CoNectar, a honey shop, cafe and education center, is heading to Millvale

Did you hear the buzz? CoNectara flora-to-table honey shop, is expected to take off by August or September in Millvale.

Like worker bees, master bbabysitter Christina Joy Neumann, as well as her brother and sister-in-law Jon and Larissa Neumann, have been hard at work on the renovation project since mid-2019.

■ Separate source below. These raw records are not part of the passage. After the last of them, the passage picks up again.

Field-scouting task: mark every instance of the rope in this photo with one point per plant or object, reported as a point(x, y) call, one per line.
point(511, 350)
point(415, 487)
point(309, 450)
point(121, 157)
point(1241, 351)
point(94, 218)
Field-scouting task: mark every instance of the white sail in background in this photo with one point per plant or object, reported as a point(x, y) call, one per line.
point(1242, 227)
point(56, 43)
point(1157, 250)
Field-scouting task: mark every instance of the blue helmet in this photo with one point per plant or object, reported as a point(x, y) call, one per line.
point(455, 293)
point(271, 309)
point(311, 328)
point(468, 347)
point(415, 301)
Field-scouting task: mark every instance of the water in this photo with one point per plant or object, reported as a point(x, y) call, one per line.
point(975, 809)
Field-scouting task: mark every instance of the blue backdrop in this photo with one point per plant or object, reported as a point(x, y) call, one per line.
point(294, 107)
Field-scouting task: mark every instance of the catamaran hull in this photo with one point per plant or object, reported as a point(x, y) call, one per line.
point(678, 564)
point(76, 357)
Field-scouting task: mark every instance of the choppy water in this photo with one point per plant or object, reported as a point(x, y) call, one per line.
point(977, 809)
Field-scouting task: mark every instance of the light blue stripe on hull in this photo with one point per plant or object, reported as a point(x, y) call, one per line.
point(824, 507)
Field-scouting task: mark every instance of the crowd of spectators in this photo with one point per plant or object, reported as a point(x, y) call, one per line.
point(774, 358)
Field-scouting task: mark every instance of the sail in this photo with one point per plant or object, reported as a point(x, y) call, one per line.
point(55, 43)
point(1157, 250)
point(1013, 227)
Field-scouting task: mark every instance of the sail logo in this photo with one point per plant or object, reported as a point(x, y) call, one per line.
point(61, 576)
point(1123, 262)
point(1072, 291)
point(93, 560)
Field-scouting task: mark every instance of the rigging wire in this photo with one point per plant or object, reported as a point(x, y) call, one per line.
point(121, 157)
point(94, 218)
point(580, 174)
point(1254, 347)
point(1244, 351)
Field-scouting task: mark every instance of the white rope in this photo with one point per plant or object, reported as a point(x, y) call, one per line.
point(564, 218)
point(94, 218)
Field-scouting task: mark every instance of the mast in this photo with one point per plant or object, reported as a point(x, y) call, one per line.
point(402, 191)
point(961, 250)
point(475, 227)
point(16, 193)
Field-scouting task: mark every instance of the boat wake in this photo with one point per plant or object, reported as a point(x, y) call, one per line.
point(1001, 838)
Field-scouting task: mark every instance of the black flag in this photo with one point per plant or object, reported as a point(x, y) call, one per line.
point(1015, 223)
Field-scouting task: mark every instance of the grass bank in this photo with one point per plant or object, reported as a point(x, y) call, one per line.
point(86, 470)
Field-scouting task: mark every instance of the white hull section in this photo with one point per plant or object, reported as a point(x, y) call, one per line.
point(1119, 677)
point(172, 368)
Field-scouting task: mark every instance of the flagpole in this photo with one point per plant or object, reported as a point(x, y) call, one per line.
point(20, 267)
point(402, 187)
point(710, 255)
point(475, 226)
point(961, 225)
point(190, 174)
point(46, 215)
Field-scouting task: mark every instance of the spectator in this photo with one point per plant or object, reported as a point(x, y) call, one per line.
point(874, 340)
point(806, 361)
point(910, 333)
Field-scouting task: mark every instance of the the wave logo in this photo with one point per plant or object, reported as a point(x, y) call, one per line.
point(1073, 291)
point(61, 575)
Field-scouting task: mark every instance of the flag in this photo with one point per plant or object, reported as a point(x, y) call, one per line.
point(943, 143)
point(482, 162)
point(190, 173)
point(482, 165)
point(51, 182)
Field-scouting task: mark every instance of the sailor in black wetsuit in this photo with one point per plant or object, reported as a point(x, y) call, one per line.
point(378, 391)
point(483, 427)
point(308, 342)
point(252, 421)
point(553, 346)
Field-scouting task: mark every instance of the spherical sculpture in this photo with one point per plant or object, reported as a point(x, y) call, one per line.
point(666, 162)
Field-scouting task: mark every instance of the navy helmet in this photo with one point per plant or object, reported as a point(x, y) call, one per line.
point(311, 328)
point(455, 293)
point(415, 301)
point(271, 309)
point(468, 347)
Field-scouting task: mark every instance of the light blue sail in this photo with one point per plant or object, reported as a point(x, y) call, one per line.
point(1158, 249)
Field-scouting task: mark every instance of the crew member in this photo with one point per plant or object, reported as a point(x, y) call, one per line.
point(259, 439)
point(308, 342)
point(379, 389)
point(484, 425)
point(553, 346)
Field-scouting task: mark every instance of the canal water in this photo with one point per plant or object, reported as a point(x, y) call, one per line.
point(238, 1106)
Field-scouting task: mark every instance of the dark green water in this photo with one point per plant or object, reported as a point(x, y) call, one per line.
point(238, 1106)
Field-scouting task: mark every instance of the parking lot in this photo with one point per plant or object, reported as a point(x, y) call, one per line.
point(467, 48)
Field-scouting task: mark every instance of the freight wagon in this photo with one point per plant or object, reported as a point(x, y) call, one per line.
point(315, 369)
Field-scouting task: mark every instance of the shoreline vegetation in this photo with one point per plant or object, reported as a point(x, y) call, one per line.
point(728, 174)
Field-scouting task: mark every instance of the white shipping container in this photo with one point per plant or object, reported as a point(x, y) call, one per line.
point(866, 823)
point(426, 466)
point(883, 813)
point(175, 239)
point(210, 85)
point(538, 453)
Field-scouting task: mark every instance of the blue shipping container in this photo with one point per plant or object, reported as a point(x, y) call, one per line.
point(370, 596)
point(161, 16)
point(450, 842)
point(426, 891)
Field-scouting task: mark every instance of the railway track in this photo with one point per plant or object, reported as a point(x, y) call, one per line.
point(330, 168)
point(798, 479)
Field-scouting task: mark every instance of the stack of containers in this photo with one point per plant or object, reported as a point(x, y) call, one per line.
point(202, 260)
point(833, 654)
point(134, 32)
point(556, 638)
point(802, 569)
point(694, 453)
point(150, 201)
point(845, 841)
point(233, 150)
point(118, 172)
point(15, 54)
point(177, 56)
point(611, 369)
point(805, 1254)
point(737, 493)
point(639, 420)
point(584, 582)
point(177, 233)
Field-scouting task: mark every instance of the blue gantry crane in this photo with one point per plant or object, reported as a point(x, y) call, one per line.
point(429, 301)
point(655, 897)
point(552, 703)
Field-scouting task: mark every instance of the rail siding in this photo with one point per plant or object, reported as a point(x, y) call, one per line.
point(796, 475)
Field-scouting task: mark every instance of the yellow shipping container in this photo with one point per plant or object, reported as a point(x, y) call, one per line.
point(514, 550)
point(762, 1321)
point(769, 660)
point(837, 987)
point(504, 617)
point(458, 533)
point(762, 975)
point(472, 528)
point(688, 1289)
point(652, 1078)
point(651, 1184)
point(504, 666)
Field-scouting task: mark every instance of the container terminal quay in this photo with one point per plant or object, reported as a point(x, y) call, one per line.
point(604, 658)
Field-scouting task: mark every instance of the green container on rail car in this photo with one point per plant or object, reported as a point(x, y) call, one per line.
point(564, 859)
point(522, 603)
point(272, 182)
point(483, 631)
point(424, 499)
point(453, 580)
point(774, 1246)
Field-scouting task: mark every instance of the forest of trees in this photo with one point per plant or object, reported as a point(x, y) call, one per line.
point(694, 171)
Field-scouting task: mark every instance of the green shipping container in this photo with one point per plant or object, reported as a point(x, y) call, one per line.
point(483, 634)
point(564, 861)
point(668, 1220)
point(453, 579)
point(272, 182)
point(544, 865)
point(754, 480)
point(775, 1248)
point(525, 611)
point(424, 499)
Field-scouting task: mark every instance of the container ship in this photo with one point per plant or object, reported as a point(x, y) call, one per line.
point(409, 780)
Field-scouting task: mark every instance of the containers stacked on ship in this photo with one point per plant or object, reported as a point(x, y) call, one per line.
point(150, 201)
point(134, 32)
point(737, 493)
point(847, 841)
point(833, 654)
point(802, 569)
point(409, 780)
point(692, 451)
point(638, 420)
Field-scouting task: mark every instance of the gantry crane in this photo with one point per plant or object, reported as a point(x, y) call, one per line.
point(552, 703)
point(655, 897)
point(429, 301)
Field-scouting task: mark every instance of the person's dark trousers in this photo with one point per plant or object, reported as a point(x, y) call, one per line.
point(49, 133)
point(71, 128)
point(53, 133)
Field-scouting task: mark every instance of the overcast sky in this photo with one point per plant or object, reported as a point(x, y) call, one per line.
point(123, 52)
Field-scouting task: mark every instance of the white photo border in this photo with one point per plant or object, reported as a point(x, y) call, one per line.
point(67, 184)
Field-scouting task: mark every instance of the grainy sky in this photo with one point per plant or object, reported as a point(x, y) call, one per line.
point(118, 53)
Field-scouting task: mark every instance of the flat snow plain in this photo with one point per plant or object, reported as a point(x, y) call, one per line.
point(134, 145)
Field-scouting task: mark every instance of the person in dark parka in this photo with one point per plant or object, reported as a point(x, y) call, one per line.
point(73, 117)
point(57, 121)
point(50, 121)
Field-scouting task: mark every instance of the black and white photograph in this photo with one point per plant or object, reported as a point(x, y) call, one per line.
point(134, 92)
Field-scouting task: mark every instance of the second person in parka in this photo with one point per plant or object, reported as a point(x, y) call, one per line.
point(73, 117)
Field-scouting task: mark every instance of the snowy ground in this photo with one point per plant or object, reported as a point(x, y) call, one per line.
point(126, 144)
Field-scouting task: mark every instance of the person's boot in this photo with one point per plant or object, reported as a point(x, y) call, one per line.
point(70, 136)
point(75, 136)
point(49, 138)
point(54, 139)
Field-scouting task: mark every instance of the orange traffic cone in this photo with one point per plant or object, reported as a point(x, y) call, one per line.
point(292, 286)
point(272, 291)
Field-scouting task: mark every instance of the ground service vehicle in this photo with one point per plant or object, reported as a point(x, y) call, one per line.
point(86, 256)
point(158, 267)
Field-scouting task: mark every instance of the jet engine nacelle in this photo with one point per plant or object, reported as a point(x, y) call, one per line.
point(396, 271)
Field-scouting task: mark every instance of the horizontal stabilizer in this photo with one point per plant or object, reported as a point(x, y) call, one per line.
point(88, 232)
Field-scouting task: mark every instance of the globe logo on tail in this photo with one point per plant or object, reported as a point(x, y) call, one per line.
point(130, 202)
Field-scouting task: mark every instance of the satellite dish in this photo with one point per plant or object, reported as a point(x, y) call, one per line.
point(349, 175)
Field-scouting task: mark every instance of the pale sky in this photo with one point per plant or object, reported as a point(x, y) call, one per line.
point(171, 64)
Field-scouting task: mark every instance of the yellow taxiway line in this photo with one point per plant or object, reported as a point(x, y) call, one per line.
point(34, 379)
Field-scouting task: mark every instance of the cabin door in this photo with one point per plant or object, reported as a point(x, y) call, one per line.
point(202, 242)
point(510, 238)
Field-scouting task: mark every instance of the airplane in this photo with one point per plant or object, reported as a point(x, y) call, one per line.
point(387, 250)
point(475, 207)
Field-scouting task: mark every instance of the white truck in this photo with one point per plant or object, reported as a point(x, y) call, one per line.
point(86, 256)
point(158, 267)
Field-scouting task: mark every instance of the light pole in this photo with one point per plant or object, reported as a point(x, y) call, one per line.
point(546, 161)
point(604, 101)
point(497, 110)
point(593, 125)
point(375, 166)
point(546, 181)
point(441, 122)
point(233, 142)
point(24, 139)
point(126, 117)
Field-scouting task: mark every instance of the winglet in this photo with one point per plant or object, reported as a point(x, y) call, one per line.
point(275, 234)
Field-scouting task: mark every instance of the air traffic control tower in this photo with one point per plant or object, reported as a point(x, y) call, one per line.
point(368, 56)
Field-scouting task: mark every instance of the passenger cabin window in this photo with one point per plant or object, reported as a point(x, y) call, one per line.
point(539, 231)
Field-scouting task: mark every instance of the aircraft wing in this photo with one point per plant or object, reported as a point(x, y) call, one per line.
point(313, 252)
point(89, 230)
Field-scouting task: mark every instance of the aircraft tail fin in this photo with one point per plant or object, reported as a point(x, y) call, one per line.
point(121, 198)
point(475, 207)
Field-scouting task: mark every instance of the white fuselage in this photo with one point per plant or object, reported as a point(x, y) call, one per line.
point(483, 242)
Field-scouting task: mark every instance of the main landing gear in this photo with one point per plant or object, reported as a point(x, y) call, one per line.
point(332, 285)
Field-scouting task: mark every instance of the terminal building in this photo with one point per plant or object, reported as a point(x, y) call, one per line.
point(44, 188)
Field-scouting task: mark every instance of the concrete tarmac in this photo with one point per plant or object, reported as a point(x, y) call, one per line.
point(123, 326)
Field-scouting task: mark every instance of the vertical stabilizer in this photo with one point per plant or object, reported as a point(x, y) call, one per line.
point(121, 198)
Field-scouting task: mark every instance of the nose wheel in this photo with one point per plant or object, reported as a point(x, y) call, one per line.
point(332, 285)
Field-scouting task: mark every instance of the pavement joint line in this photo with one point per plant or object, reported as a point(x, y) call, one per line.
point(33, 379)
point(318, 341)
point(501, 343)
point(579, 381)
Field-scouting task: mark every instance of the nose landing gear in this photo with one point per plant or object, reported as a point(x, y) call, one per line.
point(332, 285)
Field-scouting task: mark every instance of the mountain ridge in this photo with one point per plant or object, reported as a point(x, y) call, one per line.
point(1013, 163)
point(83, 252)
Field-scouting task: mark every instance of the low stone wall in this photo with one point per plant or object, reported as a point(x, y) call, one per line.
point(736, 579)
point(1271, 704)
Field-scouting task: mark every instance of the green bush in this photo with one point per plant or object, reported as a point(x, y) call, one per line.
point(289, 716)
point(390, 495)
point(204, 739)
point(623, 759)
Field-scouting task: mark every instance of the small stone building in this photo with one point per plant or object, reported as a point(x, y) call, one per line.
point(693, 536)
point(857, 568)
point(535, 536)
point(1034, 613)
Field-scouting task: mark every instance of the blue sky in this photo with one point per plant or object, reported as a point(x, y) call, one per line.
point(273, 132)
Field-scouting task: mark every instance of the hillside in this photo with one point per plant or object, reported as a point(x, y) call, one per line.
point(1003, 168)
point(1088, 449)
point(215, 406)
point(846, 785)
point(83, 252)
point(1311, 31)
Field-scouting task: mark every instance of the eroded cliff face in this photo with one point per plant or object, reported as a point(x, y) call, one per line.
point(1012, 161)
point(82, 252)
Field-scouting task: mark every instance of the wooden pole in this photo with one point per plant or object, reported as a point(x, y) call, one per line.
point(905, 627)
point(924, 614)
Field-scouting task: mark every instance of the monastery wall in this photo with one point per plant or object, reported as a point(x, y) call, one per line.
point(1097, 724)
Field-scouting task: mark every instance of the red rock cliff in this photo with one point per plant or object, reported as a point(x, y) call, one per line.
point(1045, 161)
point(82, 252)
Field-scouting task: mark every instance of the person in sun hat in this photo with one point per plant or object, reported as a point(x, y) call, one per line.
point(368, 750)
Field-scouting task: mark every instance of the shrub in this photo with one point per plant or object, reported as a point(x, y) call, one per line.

The 1,000 square foot space at 411 Grant Ave. will include a retail area, botanical art gallery, bar and cafe seating. Customers can uncover the mystery behind bees while enjoying drinks and small plates that complement the natural substance.

Beekeeper Christina Joy Neumann and Jon Neumann – the sisterly force behind CoNectar. Photo courtesy of CoNectar.

Built in the 1880s, the structure functioned as a general store for generations, but required a great deal of design strategy to bring it up to current code. Until recently, the space housed a restaurant called The Grub Hut. Christina Neumann says a friend humorously suggested renaming the place The Larvae Lounge.


All insect jokes aside, she finds the creatures fascinating.

In Pennsylvania alone, there are over 400 species of bees. To make honey, Neumann works with Apis mellifera, or honey bees. his apiary, Apoidea, maintains 60 to 100 productive colonies tucked away to remote locations in the Greater Pittsburgh area, including his family’s five-generation farm in Cherry City. Each hive produces an average of 40 to 80 pounds of honey per year.

For Neumann, high-quality honey is not a condiment but a treasure of “liquid sunlight”.

Rendering of the Millvale space courtesy of CoNectar.

Because the laborious manufacturing process is not well understood by the general public, CoNectar will be a place where people can compare different honey products to better appreciate seasonal, floral and geographic variations.

The company already offers virtual tastings and bespoke boxes for weddings, showers and corporate team building events.

Even for a pro, the world of bees is complex.


“I need several lifetimes to understand them,” says Neumann, who recently completed an advanced honey sommelier course in Bologna, Italy, with the Albo Nazionale degli Esperti in Analisi Sensoriale del Miele. (Italian National Register of Experts in Sensory Analysis of Honey).

She studied architecture at Carnegie Mellon University, where much of her training was based on environmental sustainability. After studying bee construction techniques with The Biomimicry Institute in 2003, she became obsessed with the power of honey bees as food producers.

In terms of beekeeping experience, Neumann worked as a commercial beekeeper at the Rare Hawaiian Organic Honey Co. in Hawaii. She is a certified master beekeeper from Cornell University and has maintained a certified naturally grown apiary here in Pittsburgh since 2017. Certified Naturally Grown is the closest USDA Organic certification an urban apiary can achieve.

Although you can learn a lot about bees from the books and reviewsthe vast majority of a beekeeper’s training takes place in the field, where factors including climate, flora, invasive pests and pathogens impact honey yield. She keeps close records of all of these factors and will share the information with CoNectar customers every time they try a spoonful.

A frame of healthy bee brood. Photo courtesy of CoNectar.

Neumann has been harvesting the golden liquid since 2006, selling it at local specialty stores such as Una Biologicals and The city grows in Lawrenceville and love, Pittsburgh Locations. Eleventh Hour Brewing Co. and Hop Farm Brewing Company have used its honey in some of their beers.